Getting around + File commands
cd - changes to your home directory
rm -rf - removes a directory without prompting. ==USE WITH CAUTION!!!!!!==
cd /home/someguy - changes directory to /home/someguy
cd .. - moves up one directory
pwd - shows the current directory your in
mkdir somedir - creates a new directory call somedir
ls - lists the directory and files. ls -al shows hidden files and shows the permissions on the listed files too
cp one two - copies file one to file two
mv one two - renames one to two and obviosuly moves it if another directory is specified.
touch somefile - creates a file called somefile
vi somefile - opens somefile with the vi editor
cat somefile - outputs the contents of somefile into the shell
tail somefile - outputs the last 10 lines of somefile by default -n changes this where n is the number of lines required. tail -f somefile I have found very useful too, it shows the contents of a file as it grows. Handy for log files and seeing whats going on.
ln -s file linkedfile - creates a symbolic link from file to linkedfile. E.g when installing the flash plugin for FF.
wget http://somehost/somefile - Will download somefile to the local machine. http is only used as an example!
rm -r dir - Removes a directory while prompting
rm somefile - removes somefile while prompting
SSH
scp somefile user@somehost:/somedir/dir - will copy somefile from the local machine to somehost using user and to the location specified. Prompts for password if required.
ssh -p $ user@somehost - connect to somehost on port '$' as user
ssh-copy-id user@somehost - adds the local systems key for user on somehost so you can login without password prompting in future. The command doesnt seem to allow for the use of a non default port(22) as far as I can see :( It may be required to run ssh-keygen before this command.

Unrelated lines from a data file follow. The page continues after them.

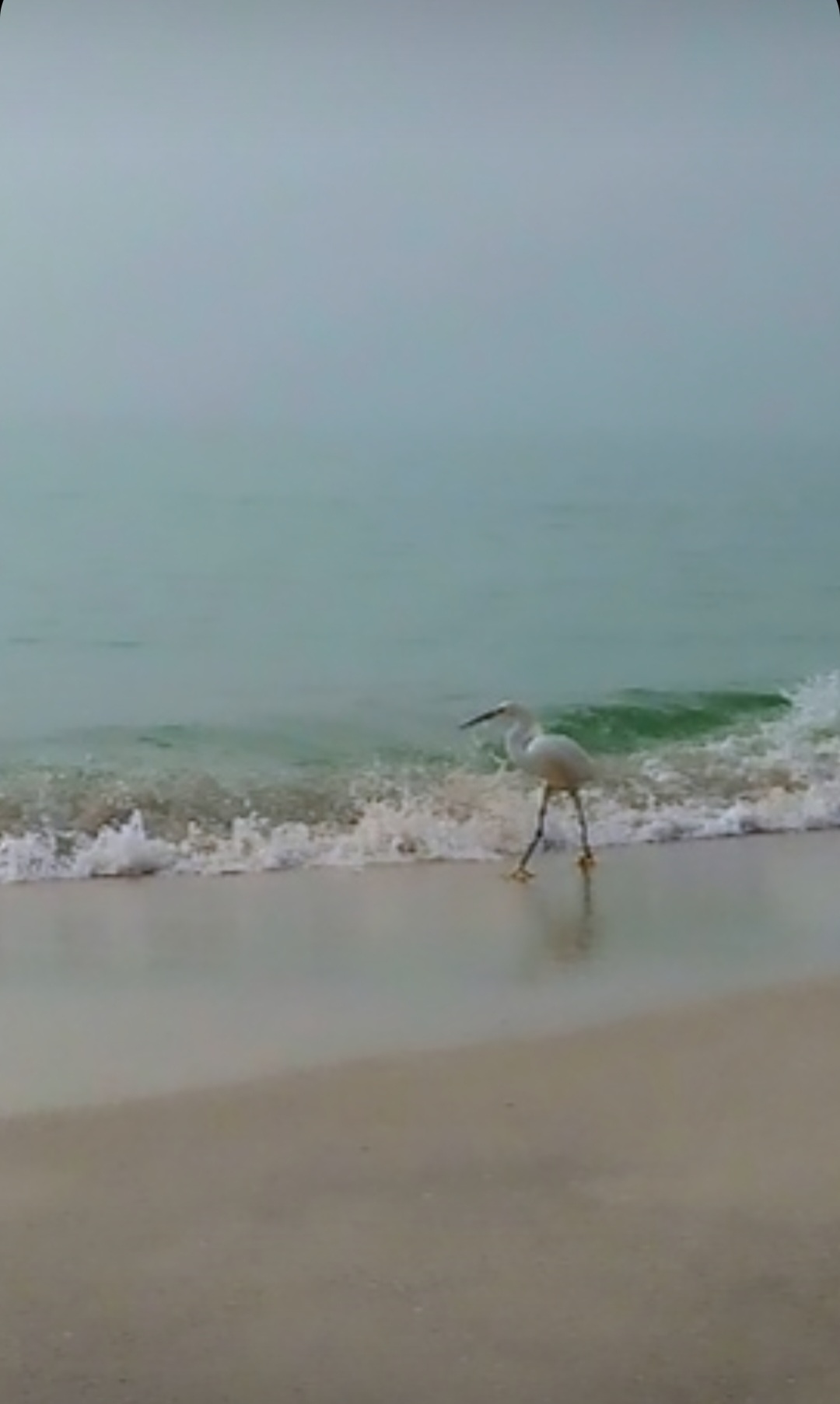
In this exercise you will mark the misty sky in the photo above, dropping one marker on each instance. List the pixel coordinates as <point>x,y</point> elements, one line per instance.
<point>620,214</point>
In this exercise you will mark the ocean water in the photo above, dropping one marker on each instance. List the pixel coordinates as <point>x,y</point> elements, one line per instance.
<point>231,649</point>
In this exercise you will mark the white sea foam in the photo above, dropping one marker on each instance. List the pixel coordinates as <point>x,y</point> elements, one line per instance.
<point>770,777</point>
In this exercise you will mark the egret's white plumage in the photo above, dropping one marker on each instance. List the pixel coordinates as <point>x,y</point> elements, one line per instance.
<point>558,762</point>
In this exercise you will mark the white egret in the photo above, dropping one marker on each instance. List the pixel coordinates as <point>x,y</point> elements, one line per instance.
<point>558,762</point>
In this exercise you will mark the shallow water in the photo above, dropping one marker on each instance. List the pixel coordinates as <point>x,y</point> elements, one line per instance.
<point>235,650</point>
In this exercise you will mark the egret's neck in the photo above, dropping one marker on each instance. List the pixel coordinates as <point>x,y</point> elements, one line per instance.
<point>519,737</point>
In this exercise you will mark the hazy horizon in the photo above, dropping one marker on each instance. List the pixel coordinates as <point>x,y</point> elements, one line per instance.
<point>392,218</point>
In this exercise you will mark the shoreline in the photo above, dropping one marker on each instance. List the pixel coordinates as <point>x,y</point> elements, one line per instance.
<point>123,990</point>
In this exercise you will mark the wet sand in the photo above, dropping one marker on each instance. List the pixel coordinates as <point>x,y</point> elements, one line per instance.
<point>645,1213</point>
<point>128,989</point>
<point>642,1210</point>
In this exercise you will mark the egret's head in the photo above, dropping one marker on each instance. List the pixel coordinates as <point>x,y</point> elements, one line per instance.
<point>510,711</point>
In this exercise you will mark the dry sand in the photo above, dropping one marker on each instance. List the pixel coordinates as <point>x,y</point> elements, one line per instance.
<point>646,1213</point>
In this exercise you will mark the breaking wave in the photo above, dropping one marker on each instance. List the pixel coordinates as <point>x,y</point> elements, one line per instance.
<point>669,769</point>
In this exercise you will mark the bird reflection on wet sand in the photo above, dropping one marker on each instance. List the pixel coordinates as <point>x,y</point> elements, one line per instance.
<point>566,929</point>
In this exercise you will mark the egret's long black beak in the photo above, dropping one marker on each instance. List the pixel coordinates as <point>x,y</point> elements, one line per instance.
<point>482,716</point>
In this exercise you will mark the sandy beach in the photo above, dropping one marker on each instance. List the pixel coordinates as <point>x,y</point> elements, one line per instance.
<point>639,1212</point>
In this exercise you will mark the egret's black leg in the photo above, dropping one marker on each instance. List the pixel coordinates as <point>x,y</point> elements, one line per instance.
<point>521,870</point>
<point>587,858</point>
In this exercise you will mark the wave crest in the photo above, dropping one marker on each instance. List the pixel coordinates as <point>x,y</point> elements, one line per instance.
<point>770,770</point>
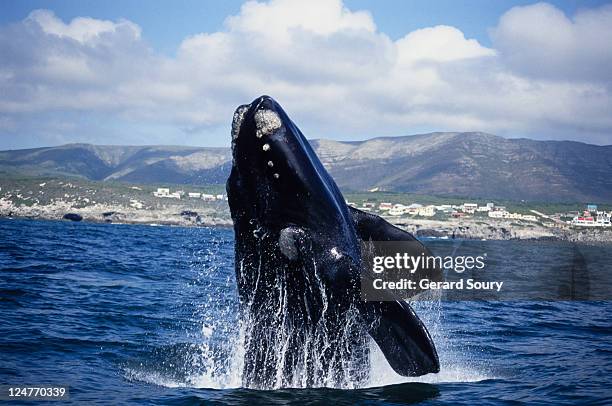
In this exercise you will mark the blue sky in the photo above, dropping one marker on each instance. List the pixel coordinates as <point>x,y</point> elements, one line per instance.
<point>141,73</point>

ssh-keygen - generates a public/private key pair for ssh
File Permissions
chmod OCTAL 'file or directory' - Changes the permissions on the file or directory with the supplied OCTAL. The permissions are split into three categories owner, group and world. The three octal digits are ordered like that ie digit one is the owners permissions, digit two the group and digit three worlds. The permissions you want to set can be summarized as a single digit by adding the sum of the values shown below.
- READ - 4 (r)
- WRITE - 2 (w)
- EXECUTE - 1 (x)
Compression
gzip somefile - Compress somefile with gzip and rename it to somefile.gz
tar czf somefile.tar.gz files - Create a tar called somefile.tar.gz containing the files named and use Gzip compression
tar cjf somefile.tar.bz2 files - Create a tar called somefile.tar.bz2 containing the files named and use Bzip2
Decompression
tar cjf somefile.tar.bz2 - Extract a tar called somefile.tar.bz2 with Bzip2
tar xf somefile.tar - Extract the somefile.tar
gzip -d somefile.gz - Extract files from somefile.gz
unzip somefile.zip - Extract files from somefile.zip
Network stuff
whois somedomain - Gets the whois info and displays it to the shell.
dig somedomain - Gets the dns info and displays it to the shell. -x can be used to reverse lookups
netstat -a - lists all listening/active ports.
netstat -a | grep tftp - will output all the ports if any tftp is using. Usefull to see if a program is running etc
traceroute somehost - Performs a trace route.....
Processes etc
yum install somepackage - Gets somepackage and installs is
yum clean all - Cleans yum up if you're having problems has been useful after yum crashed.
ps -A - Shows all processes currently running
top - shows a task manager type output.
free - shows memory and swap usage
date - displays the date and time
cal - shows this months clander
uptime - shows uptime....
man somecommand - shows the manual for somecommand
df - shows disk usage
du - shows directory usage
finger someuser - Shows info about someuser
kill pid - kills the selected process -9 might be required sometimes
killall someprocess - kills all processes name someprocess
history - shows a list of your past commands
service someservice status - will make someservice into the staus selected eg. service httpd start would start apache. if you enter the command without selecting a status it will list the available ones for that service.
chkconfig someservice status - makes someservice start (or not) on boot e.g chkconfig postfix on would start postfix with every boot.